I can see what you're going for, but going through life like nothing matters is grim.
Put some effort in because it does matter. The big secret is that, most of the time, a little effort is more than enough.

when i say nothing matters, it is more of a way to free myself from expectations, societal rules, that sort of thing. I still have my goals, but I get in a state of despair every now and then.

Wish you the best user.

it never ends, the race never ends. You're on a journey, or about to go on one. At the end of the journey is death, a good death if you make it. There is nothing to life other than the journey and the fruits of said journey. You can create beautiful things or continue living in dismay and horror. Eat well, run like a hunter and train like a warrior. Sleep and care for your family. Or you will die waiting for death.

just came back after a long walk. This advice will stick in my mind forever. If you're still here, you have my greatest thanks and i wish you the best. Don't forget what you said to me and what you have done for me.

honestly i'm not one for tattoos, but that last phrase you said is something i want on my skin so i can see it every day. "or you will die waiting for death"

Lift less weight and change your program. I only lose motivation when I make it a numbers game with a flawed view on progressive overload thinking getting stronger = getting more muscle. Lift for hypertrophy bro, have fun doing reps, you don't need to fucking fail the rep and have the barbell land on your chest hurting you. Just go down a notch, you will still be getting jacked if you want you can add volume instead of intensity

I fucking love lifting, I have a ways to go to be a sick cunt if I even ever will make it, but goddamn is it bliss to be in the middle of a heavy lift. The entire time I'm at the gym I'm in the zone, I don't worry about anything else except the lift.

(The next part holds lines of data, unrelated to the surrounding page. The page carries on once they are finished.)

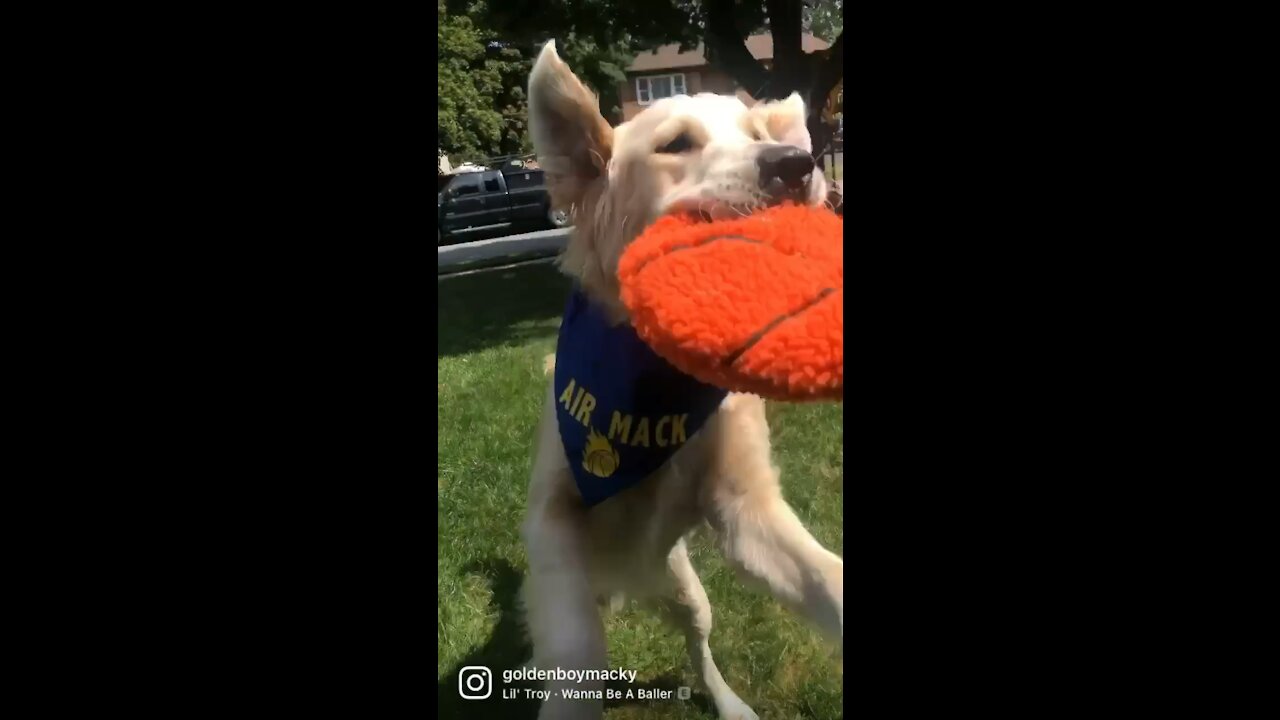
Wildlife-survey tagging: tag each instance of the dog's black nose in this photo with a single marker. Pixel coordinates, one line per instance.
(785, 171)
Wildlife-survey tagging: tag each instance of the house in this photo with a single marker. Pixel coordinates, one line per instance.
(666, 72)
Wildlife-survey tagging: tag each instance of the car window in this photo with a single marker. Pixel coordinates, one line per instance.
(467, 185)
(522, 180)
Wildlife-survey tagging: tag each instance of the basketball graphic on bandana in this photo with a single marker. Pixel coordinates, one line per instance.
(598, 456)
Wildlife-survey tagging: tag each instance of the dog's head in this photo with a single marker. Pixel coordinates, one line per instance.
(705, 154)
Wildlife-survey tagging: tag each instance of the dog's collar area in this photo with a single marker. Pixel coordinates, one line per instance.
(622, 410)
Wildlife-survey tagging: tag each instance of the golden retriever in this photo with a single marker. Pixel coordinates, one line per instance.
(713, 155)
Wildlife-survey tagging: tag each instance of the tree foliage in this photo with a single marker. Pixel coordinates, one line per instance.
(487, 50)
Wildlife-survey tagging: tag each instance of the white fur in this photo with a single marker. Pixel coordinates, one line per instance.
(616, 183)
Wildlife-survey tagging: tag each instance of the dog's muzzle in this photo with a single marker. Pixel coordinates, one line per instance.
(785, 172)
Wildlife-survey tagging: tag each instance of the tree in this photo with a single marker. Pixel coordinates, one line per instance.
(484, 68)
(467, 121)
(722, 26)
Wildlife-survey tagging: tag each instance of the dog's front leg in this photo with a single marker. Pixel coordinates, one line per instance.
(762, 537)
(563, 620)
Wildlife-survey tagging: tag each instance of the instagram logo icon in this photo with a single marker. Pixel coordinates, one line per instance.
(475, 682)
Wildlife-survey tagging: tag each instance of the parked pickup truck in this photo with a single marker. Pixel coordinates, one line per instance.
(494, 201)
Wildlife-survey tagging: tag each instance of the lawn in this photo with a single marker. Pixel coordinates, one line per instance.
(494, 329)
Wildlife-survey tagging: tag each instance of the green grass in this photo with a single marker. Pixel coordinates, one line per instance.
(494, 329)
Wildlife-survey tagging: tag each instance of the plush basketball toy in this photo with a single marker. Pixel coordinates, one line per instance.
(750, 304)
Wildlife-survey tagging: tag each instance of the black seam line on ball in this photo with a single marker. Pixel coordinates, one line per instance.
(700, 244)
(734, 356)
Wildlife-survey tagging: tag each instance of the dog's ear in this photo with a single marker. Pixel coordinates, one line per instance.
(571, 139)
(785, 121)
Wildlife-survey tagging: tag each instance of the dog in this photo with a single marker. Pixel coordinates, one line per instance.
(594, 532)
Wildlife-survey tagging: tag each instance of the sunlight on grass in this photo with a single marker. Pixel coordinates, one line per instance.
(494, 329)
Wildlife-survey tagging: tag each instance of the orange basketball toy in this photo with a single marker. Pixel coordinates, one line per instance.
(752, 304)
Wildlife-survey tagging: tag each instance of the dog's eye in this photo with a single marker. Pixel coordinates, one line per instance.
(682, 144)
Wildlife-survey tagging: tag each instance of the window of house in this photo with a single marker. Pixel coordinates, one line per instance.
(656, 87)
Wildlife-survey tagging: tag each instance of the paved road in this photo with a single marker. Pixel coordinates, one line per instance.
(542, 244)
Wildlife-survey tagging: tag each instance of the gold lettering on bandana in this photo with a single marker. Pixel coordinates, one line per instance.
(667, 429)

Then that burn you get when you've finished, how it lasts long after you've left, it's so potent. Not being able to lift would be disheartening.
Maybe your lack of drive isn't necessarily about working out? Is something bothering you that much?
But then on the other hand, you have to ask yourself if you're actually enjoying it, cause not everyone does unfortunately and if you're forcing yourself to do it out of some half cocked obligation, of course you're going to hate it and feel like you need to force yourself to do it.